My wife started this campaign for me a while back without telling me because she knew how much dysphoria was affecting me as well as the depression of getting fired right after coming out of the closet.
I'm now 32 years old (the average life expectancy for a trans woman is between 23-42) and the dysphoria is worse than ever. I have been outed at work and had my dead name passed around, which after reporting, was denied permanent employment because of. I am constantly misgendered when I leave the house to go out in public. During a recent unrelated hospital stay, I was triggered into a catatonic state by the constant misgendering of the medical professionals there after repeatedly asserting my gender and pronouns, even while in extreme pain and still under the influence of pain medication.
I am not a special case. The trauma the trans community experiences is horrible. Depression, anxiety, and PTSD run very high in this community. For so many in our society, there are places a person can go and feel like it is a safe place. There are so very few of those in the trans comminity. Not even doctors or mental health facilities.

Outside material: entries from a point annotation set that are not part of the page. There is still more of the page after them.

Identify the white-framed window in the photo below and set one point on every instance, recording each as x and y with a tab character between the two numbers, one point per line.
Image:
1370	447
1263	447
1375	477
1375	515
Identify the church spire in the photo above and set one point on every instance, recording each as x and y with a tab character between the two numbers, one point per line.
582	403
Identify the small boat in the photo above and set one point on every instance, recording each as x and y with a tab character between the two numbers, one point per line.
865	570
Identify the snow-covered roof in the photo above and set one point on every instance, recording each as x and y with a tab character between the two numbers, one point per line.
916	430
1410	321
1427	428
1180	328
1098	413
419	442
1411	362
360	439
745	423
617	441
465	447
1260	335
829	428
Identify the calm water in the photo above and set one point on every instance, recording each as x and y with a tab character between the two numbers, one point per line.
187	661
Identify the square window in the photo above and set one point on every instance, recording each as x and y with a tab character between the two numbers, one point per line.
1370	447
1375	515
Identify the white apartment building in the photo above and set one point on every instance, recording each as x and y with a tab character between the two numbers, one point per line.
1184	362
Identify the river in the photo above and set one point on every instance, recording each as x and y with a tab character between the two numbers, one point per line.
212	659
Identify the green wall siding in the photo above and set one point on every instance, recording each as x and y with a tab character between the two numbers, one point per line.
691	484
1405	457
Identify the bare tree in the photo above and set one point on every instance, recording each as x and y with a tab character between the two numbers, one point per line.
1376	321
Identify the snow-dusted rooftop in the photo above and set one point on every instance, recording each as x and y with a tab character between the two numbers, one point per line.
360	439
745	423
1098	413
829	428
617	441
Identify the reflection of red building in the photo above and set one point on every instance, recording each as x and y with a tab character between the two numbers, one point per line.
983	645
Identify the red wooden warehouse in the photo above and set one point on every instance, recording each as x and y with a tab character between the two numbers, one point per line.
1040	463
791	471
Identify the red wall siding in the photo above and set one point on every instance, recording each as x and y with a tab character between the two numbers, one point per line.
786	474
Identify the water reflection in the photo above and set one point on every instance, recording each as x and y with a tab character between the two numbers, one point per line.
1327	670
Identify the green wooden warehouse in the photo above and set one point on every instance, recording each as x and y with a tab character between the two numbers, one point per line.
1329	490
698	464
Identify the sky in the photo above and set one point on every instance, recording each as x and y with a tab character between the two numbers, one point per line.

I feel terrible to reach out in this way, as so many trans people are often forced to do, due to the lack of inclusion for these types of surgery in medical insurance policies. I wish so much that there was another way for me to procure these funds, but there really isn't for me.
After being denied a full time job by my most recent employer for calling out trans discrimination, I am totally broke. Financially, mentally, physically, and spiritually.
I'm praying these surgeries will give me the confidence to step back into the world and have a good life.
For a quarter century, I spent my life trying desperately to be a man that never was. A quarter century of my life lived as an utter and complete lie. I thought that when I came out of the closet, everything would magically get better and in many ways it did. Still, the constant misgenderings create a fear that is almost insurmountable inside of me. I don't go anywhere public alone for fear of a misgendering turning into an attack that I unfortunately spend so much time reading about happening to other trans women. I try not to go anywhere public even if I'm with other people because every “Sir” said in my direction reminds me that as out and proud as I am, the world still doesn't and, without surgery, never will see me as the woman I am, after so many years of testosterone poisoning.
32 years I've been here just wanting to be accepted for who I am. I know that these surgeries won't make me fully accepted, but they will help so much and go such a long way to easing some of the crushing dysphoria that holds me captive in my own home. I pray that the universe will somehow provide through this being spread enough and people for some reason deciding to donate to this cause.
I feel so guilty for asking for this money because there are so many trans women in need in this world. I try to help as much as possible, but my dysphoria driven depression hits in waves the sizes of tsunamis and often leaves me reaching for help instead of giving it.
I don't know what I can offer to those who help other than my vow to do all I can to continue to speak out against oppression of trans people and other marginalized groups. Honestly, I'd do that anyways until I had nothing left to give.
Thank you so much to the people who have already donated that I had no idea about. You all are amazing I appreciate it from the bottom of my heart.